Su poemario In Hora Mortis (1958), perteneciente a su obra más temprana, comienza ya con una especie de poética de la ira. El primer poema de la antología abre con el verso: “Salvaje crece la flor de mi ira”, y termina: “Que Dios me aborrezca / estoy enfermo de esta flor / que roja crece en mi cerebro / sobre mi canción”. Pero no es sino justamente en este ensayo donde la ira viene a ser analizada, no solamente ensayística sino retóricamente: la perspectiva ética, spino-nietzscheana de más allá del Bien y el Mal es evidente, esa perspectiva que pretende rescatar la ira de su catalogación moral como pecado y celebrarla como categoría ontológica, como fuerza primaria de la vida y de la naturaleza. Pero precisamente porque no se trata de una mirada ‘objetiva’ sobre el pecado de la ira, el texto mismo, con su característica musicalidad asmática –atiborrada de repeticiones de toda índole– y furibunda –cantando la injuria a gritos de desazonado– articula ya lo que el texto mismo plantea sobre este afecto: su escritura deviene ira y al mismo tiempo vitalidad, deviene construcción y destrucción, sístole y diástole, emersión y caída. Esa furia fue la que traté de transmitir, hasta donde me fue permitido, del alemán al español.
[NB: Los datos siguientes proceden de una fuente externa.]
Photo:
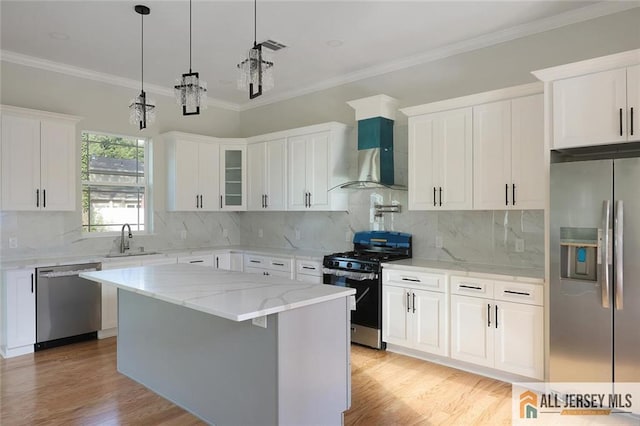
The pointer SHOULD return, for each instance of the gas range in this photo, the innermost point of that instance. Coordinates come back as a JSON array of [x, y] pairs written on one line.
[[360, 269]]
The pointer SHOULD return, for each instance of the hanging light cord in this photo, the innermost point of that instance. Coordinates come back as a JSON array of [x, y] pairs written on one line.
[[189, 36], [142, 55]]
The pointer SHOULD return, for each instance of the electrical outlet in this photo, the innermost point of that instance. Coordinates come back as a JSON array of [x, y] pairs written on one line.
[[260, 321]]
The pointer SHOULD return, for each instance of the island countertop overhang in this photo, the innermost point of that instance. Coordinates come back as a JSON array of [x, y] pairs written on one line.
[[236, 296]]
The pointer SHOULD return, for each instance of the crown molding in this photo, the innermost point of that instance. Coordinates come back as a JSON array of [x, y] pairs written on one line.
[[567, 18], [44, 64]]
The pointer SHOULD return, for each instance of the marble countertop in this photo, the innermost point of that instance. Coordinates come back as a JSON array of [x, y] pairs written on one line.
[[531, 275], [236, 296], [40, 261]]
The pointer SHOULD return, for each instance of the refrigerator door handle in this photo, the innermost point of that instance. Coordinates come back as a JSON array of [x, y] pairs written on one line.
[[619, 249], [604, 283]]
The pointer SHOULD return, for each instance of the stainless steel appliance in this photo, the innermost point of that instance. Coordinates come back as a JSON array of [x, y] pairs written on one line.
[[68, 308], [361, 269], [594, 269]]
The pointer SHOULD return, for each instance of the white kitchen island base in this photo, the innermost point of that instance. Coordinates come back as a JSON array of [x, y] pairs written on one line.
[[294, 372]]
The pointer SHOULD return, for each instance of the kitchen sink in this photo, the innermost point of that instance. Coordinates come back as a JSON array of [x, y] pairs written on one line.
[[132, 254]]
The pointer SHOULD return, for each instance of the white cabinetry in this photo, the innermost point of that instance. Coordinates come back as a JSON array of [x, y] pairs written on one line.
[[317, 161], [39, 167], [309, 271], [508, 159], [268, 265], [19, 313], [203, 174], [440, 161], [267, 173], [498, 324], [597, 108], [414, 310]]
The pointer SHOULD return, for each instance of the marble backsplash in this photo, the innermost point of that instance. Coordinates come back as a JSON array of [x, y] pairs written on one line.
[[483, 237]]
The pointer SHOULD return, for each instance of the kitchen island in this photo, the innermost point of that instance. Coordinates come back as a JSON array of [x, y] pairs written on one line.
[[235, 348]]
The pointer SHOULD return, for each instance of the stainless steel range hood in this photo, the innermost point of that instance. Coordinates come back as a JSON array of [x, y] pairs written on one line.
[[375, 116]]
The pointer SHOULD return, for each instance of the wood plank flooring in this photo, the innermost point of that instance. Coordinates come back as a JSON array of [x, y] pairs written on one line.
[[79, 385]]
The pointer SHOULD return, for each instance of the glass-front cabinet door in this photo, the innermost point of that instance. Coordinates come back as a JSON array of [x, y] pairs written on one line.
[[233, 173]]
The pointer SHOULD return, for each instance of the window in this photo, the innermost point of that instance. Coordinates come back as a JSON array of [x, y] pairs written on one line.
[[113, 182]]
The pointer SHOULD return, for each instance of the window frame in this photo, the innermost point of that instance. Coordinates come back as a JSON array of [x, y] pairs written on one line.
[[148, 198]]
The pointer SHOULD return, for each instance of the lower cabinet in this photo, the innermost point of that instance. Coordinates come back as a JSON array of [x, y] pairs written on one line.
[[18, 319], [268, 265], [414, 311], [498, 325]]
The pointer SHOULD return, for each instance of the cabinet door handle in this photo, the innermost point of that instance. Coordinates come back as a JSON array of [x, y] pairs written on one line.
[[620, 121], [506, 194]]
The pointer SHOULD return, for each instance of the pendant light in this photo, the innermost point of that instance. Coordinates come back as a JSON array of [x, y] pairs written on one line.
[[257, 69], [190, 91], [142, 109]]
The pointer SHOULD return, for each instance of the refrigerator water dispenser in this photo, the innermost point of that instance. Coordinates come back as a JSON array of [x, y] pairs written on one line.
[[579, 253]]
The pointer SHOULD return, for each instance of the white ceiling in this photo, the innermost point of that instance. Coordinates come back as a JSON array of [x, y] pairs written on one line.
[[101, 39]]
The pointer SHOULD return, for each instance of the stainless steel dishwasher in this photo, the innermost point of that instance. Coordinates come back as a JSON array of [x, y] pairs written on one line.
[[68, 308]]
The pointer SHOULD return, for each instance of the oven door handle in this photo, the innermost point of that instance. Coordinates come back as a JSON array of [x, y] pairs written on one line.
[[358, 276]]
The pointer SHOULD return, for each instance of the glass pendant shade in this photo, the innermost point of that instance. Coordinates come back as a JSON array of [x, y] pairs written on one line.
[[191, 93], [256, 71], [142, 110]]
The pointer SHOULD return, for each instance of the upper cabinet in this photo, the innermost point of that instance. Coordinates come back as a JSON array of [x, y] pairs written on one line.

Considerando que en la literatura colombiana la ira ha sido parte esencial de muchas poéticas –pensando obviamente en el gran injuriador Fernando Vallejo, pero también en Fernando González, Vargas Vila, o en las apologías del insulto de Carolina Sanín–, el texto me reveló por sí solo su utilidad en el diálogo literario nacional. Por otro lado, Thomas Bernhard puede ser considerado una referencia fundamental del canon de lo que me atrevería a llamar una tradición de la literatura furiosa, y el siguiente texto nos presenta una corta y aparentemente necesaria apología de un lenguaje oscuro, violento que desvela a muchos en los actuales tiempos de una moralizante political correctness. Es una literatura que, como la obra de Nietzsche, Céline, Houellebecq, Winkler, entre otros, asume riesgos sin caer en lo compulsivo, que se instala al otro lado de la moral y pone en movimiento el replanteamiento de ideas ya calcificadas, pero que sobre todo celebra el lenguaje en su totalidad: la expresión musical de esa furia hace que los textos, prosaicos en su mayoría, tiendan a la lírica más pura, a la lírica hermana de la música.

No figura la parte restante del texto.